7 mistakes to avoid while developing a CV

Hey everyone! In my last post, I promised to write on “Qualities of a good resume, but while I was writing i decided that the topic remain as “7 mistakes to avoid while developing a CV”.

After a good CV or resume comes an interview. Please read  ” 10 smart ways to a successful interview” to know tips to adopt in your next interview and definitely get called back. For those who are independent in trying to get a job, it is important that you get your résumé or CV to stand out. The following are 7 mistakes to avoid while developing a CV:

Template:

Many believe in just typing their details on a Microsoft word without minding how structured the résumé should look. A template helps to give your CV or resume a better look and structure, helping you to put each section of all your achievements in order and less confusing. When planning on developing a CV, research for current templates and make use of the most recent styles.

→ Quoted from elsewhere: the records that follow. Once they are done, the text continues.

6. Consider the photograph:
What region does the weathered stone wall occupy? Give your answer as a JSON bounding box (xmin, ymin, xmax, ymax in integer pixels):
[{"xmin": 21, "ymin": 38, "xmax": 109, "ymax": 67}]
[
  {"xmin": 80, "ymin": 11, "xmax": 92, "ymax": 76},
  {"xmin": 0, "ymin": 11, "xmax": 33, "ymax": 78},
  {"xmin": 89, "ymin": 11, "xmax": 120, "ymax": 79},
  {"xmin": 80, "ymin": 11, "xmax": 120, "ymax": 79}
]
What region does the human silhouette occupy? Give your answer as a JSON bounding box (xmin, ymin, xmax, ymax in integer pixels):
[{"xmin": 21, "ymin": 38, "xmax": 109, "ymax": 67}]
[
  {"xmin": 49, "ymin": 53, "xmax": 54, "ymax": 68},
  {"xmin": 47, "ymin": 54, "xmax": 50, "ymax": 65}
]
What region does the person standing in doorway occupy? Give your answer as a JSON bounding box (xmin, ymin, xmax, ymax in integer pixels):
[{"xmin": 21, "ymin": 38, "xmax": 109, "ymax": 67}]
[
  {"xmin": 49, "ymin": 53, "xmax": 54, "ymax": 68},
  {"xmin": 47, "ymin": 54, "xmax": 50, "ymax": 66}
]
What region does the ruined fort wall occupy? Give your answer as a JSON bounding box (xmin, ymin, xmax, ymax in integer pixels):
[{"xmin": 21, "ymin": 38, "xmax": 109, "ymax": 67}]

Any HR consultant is likely to pick a much more presentable resume with these attributes than one poorly put together.

Standard pages:

The number of pages for your CV or resume says a lot. An HR Consultant expects certain pages of the two categories below:

i Fresh graduate:
For fresh out of school graduates, as we all know have little or no work experience, therefore expected to have a minimum of two pages.

ii Experienced Hire:
For experienced hire with about five years work experience and above, can have up to a minimum of three or at most five pages especially from over ten years. This is to give room for all the work experience and achievements so far.

Content of the résumé:

The following are contents of a good resume. The points below will have a dedicated post on its own, and emphasis made on each.

i Personal Bio Data:
ii Objectives or Summary
iii Educational background
iv Work experience
v Achievements
vi Trainings
vi Professional certificates
vii Hobbies
viii Reference

Front size and Front type:

The front size and front type you use speaks a lot about you, it shows you have carefully done your research to know that there are standards put in place for a good resume. secondly, it shows how organised you are and thirdly it shows how well-informed you are to know the correct front size and type for an official document. The most common font to use is Times New Roman, in black and size 12 points. … Popular sans-serif (no tails) fonts include: Arial, Tahoma, Century Gothic and Lucida Sans. Any of the above fonts would be reasonable for a résumé as long as you consistently use one font only.

Use of bullets:

This helps to find key points of sections of your résumé. You do not have to stick to the old fashion bullets, there are other styles or options which you can play with to see which best makes your résumé stand out and very attractive.

Uncoated paper:

Gloss or Matt paper is not the right type of paper for your résumé, these type of paper are for other official documents such as printing of a brochure, letter head etc. The preferred type of paper is the uncoated white type commonly found in offices or which most people use to run copies and print out documents.

Grammatical errors:

Before you send out the last copy of your CV or resume, please proofread to check for grammatical errors, you do not want to tick the HR Consultant off with your errors.

Remember your CV or resume may only be looked at for only six seconds. It is better to spend your time making a beautiful piece than to lose opportunity of getting invited for an interview from a reputable company.